Afghanistan Reconstruction Effort Will Have to Step Aside

Reconstruction can’t go on forever.

The reconstruction effort in Afghanistan has been a frustrating process, plagued by sabotage, corruption, and the ever-present threat of violence by the criminal gangs that used to run the country. It has been carried on this long only because it is so important. The essential functions of a nation can’t be carried out without the technology to tie things together, starting with things as basic as roads.

But the reconstruction will have to stop soon whether it is finished or not, a point President Hamid Karzai made yesterday. If foreign reconstruction teams are the focal points of stability and progress in Afghanistan for years to come, Afghanistan will not resemble a nation so much as a set of colonies squabbling with each other.
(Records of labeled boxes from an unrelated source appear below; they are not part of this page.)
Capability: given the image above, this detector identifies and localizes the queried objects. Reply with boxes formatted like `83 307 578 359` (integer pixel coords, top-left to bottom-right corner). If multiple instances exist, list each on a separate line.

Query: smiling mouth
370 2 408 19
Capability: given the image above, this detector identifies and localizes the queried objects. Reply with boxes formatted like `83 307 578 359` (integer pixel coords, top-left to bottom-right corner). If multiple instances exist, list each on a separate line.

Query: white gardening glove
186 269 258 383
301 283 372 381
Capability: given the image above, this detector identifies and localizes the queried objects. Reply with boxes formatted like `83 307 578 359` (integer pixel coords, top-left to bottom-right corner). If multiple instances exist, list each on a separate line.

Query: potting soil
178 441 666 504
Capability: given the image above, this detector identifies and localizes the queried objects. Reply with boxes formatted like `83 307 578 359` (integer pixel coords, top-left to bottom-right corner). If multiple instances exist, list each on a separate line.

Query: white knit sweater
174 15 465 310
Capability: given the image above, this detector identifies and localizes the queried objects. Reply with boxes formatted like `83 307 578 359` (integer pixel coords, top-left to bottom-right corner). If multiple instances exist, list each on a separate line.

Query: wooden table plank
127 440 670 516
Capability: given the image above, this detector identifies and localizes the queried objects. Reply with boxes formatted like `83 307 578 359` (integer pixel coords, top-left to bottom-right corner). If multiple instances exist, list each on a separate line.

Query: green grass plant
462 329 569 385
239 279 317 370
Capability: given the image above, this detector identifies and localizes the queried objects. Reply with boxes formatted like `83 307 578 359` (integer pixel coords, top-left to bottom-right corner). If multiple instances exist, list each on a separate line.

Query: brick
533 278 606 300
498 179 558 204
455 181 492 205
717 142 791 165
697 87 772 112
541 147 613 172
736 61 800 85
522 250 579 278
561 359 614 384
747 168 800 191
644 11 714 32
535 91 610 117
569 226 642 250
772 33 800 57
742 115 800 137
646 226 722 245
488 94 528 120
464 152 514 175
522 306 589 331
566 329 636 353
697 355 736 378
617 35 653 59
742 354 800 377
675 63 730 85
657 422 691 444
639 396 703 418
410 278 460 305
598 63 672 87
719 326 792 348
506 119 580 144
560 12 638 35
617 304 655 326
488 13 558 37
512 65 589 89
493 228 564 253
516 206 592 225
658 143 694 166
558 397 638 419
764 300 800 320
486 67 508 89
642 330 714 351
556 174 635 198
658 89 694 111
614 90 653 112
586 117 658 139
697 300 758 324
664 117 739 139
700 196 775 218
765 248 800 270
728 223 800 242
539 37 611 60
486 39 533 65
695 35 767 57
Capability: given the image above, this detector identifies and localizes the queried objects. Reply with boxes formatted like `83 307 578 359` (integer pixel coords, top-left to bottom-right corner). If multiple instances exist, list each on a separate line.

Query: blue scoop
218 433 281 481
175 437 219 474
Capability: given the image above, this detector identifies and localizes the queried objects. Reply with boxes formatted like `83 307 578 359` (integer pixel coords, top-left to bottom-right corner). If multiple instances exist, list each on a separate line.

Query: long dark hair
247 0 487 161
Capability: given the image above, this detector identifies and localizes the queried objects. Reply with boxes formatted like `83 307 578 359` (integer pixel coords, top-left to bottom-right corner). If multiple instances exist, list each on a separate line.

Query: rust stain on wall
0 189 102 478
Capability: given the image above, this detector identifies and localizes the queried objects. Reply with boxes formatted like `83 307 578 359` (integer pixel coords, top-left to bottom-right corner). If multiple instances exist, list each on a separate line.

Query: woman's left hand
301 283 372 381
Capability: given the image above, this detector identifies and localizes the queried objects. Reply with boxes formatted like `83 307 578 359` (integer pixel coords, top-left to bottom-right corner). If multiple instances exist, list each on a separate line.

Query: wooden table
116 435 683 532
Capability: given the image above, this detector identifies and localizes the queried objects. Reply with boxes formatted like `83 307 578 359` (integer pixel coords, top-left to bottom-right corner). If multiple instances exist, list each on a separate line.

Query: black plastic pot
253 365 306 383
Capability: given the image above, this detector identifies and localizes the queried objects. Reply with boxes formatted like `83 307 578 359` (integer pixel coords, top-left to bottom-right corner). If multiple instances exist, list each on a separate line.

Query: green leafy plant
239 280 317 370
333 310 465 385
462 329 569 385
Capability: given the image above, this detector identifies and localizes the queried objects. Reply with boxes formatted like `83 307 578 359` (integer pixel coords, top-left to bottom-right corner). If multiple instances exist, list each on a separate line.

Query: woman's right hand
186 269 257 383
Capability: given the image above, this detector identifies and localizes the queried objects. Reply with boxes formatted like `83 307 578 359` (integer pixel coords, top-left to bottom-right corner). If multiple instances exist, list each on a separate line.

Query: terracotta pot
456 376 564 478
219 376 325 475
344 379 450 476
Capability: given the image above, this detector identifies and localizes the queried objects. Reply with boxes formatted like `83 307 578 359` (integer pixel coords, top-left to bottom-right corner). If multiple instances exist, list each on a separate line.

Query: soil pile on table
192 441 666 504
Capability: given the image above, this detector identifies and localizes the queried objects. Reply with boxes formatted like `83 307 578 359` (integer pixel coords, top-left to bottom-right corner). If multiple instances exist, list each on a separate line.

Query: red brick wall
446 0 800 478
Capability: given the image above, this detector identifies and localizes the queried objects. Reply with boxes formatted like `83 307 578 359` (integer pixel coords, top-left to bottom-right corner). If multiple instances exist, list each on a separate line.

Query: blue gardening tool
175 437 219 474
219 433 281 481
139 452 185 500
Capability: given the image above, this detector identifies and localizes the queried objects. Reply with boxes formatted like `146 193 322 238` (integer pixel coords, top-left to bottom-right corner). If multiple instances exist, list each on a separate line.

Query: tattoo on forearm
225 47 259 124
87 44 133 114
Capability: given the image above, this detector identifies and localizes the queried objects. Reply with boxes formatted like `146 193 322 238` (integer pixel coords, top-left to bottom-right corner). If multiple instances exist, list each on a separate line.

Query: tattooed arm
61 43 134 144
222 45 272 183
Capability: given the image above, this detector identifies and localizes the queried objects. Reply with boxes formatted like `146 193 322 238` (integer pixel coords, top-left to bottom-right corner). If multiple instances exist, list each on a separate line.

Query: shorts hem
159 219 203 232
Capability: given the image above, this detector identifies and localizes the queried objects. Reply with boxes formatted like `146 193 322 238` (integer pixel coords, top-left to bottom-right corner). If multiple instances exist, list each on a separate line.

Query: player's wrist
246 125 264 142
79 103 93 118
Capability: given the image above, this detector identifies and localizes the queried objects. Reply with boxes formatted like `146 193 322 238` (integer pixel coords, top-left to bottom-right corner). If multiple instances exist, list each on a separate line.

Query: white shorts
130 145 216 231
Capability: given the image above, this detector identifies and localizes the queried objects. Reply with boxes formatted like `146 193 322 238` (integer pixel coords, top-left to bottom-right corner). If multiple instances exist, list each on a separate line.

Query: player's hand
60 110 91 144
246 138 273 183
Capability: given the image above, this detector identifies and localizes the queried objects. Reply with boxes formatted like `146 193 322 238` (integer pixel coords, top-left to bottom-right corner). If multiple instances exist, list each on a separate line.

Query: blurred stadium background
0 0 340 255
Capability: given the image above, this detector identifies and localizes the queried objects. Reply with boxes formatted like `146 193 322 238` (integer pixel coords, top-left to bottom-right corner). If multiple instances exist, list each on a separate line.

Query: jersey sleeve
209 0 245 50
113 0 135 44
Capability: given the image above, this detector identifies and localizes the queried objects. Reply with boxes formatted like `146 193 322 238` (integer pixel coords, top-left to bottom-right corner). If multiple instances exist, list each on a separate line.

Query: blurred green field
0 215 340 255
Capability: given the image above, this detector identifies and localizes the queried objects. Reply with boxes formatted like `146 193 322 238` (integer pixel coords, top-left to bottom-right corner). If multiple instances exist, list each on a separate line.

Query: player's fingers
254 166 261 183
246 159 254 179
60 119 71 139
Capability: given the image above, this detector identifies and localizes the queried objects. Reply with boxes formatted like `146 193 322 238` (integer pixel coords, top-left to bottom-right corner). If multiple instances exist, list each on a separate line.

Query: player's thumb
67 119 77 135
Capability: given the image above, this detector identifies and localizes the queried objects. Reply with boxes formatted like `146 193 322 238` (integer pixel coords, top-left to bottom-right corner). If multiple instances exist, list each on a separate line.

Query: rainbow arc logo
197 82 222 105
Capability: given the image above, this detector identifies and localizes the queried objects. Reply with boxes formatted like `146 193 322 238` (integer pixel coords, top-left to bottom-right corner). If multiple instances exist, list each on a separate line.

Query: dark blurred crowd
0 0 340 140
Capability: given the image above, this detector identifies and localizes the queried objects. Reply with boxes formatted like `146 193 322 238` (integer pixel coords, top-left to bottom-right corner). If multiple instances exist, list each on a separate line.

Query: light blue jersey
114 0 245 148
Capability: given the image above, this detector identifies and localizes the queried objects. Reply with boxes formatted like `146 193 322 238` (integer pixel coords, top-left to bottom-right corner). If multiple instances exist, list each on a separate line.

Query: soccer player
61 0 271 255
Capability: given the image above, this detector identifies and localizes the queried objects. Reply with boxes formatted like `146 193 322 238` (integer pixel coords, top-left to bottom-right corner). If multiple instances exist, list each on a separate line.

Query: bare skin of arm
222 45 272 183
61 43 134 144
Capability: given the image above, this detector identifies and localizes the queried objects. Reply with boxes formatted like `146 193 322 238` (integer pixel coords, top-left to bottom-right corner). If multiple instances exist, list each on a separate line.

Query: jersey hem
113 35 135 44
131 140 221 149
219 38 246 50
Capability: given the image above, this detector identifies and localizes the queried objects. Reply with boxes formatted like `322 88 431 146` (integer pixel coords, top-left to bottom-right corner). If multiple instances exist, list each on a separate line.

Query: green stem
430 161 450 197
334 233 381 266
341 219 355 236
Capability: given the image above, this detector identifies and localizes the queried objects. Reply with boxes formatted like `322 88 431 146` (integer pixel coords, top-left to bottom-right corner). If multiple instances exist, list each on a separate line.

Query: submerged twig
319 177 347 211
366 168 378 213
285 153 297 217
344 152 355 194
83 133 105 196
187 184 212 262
The best hope for stability, peace, and freedom in Afghanistan is if the people get together in Kabul and decide what to do.

It could be said that the government in Afghanistan doesn’t have the resources to carry out its mission very well at this point. Yet the North American and European countries that have provided most of the firepower in Afghanistan probably do not have the resources to keep troops there for another five years either. So there is little choice but to begin handing the country over to the government security forces that, for the most part, do not exist yet. The government may not be in a position to maintain its own roads yet either, but it will have to attempt that too, and there is every reason to hope that it will be successful in the end.